The mechanism of neuropathic pain is complex and unclear. Based on our results, we postulate that an intensification of the kynurenine pathway occurs as a consequence of nerve injury. The G protein-coupled receptor 35 (GPR35) is important for kynurenine pathway activation. Cyclic GMP-specific phosphodiesterase inhibitors have also been shown to have beneficial effects on neuropathic pain. Therefore, the aims of our research were to elucidate how a substance that acts as both an agonist of GPR35 and an inhibitor of phosphodiesterase influences neuropathic pain in a rat model. Here, we demonstrated that preemptive and repeated intrathecal (i.t.) administration (16 h and 1 h before injury and then after nerve ligation daily for 7 days) of zaprinast (1 μg/5 μl) significantly attenuated mechanical (von Frey test) and thermal (cold plate test) hypersensitivity measured on day 7 after chronic constriction injury, and the effect of even a single injection lasted up to 24 h. Our data indicate that zaprinast diminished the number of IBA1-positive cells and consequently attenuated the levels of IL-1beta, IL-6, IL-18, and NOS2 in the lumbar spinal cord and/or dorsal root ganglia.
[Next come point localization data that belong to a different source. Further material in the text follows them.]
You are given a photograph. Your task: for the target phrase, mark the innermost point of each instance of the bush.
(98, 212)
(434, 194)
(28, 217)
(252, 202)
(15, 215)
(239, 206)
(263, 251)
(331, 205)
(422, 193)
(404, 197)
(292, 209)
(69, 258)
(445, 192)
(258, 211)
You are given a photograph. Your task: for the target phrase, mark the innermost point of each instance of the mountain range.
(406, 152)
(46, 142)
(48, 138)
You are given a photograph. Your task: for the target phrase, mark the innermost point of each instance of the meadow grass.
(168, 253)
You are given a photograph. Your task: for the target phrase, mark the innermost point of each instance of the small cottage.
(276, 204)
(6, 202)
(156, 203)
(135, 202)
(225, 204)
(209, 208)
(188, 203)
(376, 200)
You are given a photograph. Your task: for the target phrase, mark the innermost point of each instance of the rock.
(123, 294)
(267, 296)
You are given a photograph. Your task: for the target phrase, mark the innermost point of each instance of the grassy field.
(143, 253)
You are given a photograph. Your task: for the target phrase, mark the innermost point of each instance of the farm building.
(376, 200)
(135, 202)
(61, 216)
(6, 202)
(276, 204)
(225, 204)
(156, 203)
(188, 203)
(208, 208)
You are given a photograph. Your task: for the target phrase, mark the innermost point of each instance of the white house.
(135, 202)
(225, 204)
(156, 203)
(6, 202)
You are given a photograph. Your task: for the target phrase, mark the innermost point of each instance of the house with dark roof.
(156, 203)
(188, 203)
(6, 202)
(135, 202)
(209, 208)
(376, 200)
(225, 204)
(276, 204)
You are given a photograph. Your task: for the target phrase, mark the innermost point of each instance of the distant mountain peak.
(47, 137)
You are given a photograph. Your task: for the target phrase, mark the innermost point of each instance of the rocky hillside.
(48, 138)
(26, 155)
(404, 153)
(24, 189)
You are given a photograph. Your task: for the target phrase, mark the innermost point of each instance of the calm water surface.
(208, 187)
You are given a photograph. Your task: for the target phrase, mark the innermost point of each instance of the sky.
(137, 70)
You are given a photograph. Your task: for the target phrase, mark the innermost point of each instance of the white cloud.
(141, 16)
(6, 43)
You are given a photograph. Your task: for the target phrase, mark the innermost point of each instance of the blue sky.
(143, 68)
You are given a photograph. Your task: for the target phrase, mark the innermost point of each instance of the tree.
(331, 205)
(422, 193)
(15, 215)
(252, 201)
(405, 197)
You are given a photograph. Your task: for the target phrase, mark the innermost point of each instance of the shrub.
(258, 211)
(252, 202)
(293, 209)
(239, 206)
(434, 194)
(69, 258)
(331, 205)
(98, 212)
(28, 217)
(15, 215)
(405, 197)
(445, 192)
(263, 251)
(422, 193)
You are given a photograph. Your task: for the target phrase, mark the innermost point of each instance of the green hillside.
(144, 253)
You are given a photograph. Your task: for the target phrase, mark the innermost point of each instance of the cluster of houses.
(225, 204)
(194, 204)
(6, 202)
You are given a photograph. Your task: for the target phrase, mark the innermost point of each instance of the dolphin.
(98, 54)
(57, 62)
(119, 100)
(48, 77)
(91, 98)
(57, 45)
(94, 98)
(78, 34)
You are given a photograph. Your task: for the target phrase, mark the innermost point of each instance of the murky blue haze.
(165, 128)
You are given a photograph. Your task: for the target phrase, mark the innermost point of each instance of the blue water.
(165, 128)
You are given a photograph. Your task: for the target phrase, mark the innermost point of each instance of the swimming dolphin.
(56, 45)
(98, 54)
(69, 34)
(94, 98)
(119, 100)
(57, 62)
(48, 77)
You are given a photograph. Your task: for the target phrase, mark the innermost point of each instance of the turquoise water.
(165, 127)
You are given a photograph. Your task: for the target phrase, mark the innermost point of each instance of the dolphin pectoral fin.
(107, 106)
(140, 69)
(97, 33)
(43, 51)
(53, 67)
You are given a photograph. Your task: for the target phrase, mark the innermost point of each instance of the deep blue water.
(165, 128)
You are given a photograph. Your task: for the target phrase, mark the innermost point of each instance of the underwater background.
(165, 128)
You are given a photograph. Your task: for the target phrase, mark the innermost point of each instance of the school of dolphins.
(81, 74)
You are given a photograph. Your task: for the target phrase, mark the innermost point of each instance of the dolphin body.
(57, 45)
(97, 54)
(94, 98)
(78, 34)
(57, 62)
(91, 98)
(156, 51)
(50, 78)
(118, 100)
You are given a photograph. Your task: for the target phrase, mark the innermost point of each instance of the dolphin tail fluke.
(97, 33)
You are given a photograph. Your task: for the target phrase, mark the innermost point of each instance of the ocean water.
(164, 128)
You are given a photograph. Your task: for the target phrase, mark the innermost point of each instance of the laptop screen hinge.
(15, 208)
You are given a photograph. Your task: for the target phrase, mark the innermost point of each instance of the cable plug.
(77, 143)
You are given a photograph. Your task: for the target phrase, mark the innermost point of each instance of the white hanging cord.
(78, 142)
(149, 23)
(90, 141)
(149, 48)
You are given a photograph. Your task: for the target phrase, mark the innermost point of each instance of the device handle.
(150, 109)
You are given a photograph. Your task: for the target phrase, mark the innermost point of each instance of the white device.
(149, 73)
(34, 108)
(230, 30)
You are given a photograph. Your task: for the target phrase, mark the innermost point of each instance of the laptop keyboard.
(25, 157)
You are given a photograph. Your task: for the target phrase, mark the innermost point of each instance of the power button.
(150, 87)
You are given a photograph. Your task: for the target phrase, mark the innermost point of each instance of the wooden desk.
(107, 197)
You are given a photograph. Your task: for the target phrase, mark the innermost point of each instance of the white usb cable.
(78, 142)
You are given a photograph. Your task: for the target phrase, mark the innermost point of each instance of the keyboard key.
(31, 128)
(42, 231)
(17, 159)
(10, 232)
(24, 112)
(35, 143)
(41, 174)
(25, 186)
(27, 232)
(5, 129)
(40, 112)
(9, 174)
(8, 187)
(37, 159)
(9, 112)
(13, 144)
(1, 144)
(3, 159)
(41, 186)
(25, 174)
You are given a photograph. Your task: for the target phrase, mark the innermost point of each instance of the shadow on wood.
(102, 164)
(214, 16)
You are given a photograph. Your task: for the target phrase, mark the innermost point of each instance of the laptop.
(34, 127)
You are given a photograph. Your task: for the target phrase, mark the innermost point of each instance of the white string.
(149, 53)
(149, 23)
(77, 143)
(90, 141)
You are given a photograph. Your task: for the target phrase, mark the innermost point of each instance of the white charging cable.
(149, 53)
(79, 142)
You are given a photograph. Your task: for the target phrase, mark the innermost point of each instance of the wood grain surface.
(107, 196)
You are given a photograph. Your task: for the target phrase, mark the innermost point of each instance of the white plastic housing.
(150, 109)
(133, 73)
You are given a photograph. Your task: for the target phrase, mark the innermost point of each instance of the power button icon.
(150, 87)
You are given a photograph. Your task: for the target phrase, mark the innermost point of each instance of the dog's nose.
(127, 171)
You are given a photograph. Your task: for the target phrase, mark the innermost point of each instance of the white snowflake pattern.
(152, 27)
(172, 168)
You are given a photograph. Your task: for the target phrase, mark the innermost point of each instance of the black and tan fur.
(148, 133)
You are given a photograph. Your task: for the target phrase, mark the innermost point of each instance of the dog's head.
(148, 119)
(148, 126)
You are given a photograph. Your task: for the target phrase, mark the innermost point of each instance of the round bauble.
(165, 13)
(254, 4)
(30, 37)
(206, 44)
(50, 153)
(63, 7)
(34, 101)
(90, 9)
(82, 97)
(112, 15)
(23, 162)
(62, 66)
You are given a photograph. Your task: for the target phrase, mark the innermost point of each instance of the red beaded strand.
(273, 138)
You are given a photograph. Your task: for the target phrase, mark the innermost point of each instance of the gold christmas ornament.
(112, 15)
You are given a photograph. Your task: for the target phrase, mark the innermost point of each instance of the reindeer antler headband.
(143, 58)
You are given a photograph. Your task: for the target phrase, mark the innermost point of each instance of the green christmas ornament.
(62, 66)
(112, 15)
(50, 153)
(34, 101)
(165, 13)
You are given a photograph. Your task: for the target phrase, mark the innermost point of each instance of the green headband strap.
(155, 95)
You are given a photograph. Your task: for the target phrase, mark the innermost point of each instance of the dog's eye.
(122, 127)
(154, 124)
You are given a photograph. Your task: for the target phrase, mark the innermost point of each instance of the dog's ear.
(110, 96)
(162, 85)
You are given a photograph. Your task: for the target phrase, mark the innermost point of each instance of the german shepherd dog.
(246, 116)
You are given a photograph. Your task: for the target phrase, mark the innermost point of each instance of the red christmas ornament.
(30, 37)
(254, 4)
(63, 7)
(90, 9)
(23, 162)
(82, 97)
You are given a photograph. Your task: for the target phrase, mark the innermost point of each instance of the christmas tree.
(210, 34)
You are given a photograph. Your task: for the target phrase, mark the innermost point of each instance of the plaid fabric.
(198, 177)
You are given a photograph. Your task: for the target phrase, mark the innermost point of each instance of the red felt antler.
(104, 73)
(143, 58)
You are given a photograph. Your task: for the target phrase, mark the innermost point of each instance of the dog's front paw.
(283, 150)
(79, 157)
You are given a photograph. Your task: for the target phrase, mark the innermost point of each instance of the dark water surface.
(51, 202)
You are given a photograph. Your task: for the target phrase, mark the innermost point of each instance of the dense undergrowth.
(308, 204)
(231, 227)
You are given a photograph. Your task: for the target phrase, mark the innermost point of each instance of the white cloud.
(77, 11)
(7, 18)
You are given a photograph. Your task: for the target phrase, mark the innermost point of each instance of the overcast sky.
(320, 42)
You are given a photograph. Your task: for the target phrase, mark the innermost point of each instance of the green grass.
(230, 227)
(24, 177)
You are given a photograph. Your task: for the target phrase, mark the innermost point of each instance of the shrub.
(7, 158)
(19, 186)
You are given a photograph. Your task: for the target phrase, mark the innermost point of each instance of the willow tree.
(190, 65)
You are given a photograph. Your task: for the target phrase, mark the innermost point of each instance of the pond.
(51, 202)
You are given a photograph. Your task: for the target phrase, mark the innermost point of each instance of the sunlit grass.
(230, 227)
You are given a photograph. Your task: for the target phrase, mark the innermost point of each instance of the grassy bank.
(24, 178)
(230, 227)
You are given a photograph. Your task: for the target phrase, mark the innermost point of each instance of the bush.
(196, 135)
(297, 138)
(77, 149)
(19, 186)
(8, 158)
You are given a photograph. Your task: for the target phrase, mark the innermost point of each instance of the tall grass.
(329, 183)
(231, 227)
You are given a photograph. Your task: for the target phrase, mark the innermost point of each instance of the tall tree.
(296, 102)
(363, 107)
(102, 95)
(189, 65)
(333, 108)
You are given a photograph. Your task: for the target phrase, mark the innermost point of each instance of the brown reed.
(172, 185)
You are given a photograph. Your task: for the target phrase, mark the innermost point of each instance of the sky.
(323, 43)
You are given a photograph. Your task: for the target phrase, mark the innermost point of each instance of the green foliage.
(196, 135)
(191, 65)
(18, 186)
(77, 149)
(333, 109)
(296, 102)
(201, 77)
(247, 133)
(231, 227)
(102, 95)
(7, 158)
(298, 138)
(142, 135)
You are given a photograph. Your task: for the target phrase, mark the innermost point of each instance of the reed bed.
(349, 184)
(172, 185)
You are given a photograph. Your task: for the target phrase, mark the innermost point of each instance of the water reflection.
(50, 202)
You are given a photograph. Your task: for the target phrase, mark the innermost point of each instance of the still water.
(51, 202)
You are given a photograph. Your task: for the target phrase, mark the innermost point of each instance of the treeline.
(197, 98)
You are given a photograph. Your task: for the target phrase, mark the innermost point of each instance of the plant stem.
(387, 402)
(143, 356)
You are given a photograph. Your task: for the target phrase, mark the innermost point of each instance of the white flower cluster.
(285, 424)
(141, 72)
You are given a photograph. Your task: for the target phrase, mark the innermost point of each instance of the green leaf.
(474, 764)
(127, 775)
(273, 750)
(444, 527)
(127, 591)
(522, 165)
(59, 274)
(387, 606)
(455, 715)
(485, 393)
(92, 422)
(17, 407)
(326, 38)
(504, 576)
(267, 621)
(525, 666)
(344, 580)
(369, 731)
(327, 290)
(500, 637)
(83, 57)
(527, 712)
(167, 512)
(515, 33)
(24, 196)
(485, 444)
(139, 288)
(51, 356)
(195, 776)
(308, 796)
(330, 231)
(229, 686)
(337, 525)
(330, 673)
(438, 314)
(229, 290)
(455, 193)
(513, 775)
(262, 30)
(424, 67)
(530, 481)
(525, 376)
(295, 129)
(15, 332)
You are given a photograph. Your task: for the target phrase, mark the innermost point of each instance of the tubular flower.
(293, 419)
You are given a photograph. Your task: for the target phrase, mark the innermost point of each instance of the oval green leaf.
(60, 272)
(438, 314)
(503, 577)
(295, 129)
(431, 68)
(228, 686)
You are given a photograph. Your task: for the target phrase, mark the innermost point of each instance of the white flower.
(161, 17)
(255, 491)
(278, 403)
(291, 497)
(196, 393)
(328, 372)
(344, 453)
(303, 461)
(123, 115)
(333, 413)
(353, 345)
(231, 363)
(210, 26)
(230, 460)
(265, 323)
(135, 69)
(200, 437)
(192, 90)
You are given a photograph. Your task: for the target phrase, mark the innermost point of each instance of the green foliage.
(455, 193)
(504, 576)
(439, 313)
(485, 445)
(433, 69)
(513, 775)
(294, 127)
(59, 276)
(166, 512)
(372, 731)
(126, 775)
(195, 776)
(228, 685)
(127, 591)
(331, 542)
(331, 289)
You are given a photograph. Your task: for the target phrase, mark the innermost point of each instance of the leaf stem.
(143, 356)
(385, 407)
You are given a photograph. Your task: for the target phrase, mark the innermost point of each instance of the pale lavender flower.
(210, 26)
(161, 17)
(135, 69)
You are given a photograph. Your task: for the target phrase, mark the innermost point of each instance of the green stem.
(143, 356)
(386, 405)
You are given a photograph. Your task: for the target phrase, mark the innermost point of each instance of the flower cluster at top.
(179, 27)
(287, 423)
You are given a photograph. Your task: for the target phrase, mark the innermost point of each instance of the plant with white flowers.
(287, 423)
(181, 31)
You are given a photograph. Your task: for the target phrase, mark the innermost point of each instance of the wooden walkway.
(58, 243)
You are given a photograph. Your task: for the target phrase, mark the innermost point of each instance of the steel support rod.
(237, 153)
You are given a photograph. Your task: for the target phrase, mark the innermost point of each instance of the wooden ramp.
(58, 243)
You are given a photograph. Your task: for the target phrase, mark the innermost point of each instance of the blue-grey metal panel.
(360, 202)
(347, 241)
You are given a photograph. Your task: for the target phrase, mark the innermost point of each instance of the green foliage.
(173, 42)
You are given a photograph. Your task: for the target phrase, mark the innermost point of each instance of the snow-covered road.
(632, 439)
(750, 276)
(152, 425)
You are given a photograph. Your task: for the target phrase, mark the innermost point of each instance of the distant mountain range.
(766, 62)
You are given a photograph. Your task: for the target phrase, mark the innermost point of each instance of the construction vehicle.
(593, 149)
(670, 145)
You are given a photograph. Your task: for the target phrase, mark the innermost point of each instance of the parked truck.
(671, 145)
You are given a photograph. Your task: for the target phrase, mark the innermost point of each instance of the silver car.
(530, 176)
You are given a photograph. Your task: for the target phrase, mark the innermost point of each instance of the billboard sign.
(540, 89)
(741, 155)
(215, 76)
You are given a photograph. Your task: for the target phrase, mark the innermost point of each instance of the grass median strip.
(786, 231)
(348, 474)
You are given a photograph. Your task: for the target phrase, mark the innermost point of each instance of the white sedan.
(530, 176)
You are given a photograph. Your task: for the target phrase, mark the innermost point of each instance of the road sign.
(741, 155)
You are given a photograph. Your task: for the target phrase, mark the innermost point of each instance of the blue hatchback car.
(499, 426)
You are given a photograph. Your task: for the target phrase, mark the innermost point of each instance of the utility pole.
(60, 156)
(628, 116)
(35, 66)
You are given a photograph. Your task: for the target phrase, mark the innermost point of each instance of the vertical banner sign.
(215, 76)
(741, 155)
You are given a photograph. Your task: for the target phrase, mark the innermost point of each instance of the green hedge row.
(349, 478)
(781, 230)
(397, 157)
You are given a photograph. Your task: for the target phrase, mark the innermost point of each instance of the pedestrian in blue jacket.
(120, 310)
Our results also demonstrated that zaprinast potentiated the analgesic properties of morphine and buprenorphine. In summary, in a neuropathic pain model, zaprinast significantly reduced pain symptoms and enhanced the effectiveness of opioids. Our data provide new evidence that modulation of both GPR35 and phosphodiesterase could be an important strategy for innovative pharmacological treatments designed to decrease hypersensitivity evoked by nerve injury.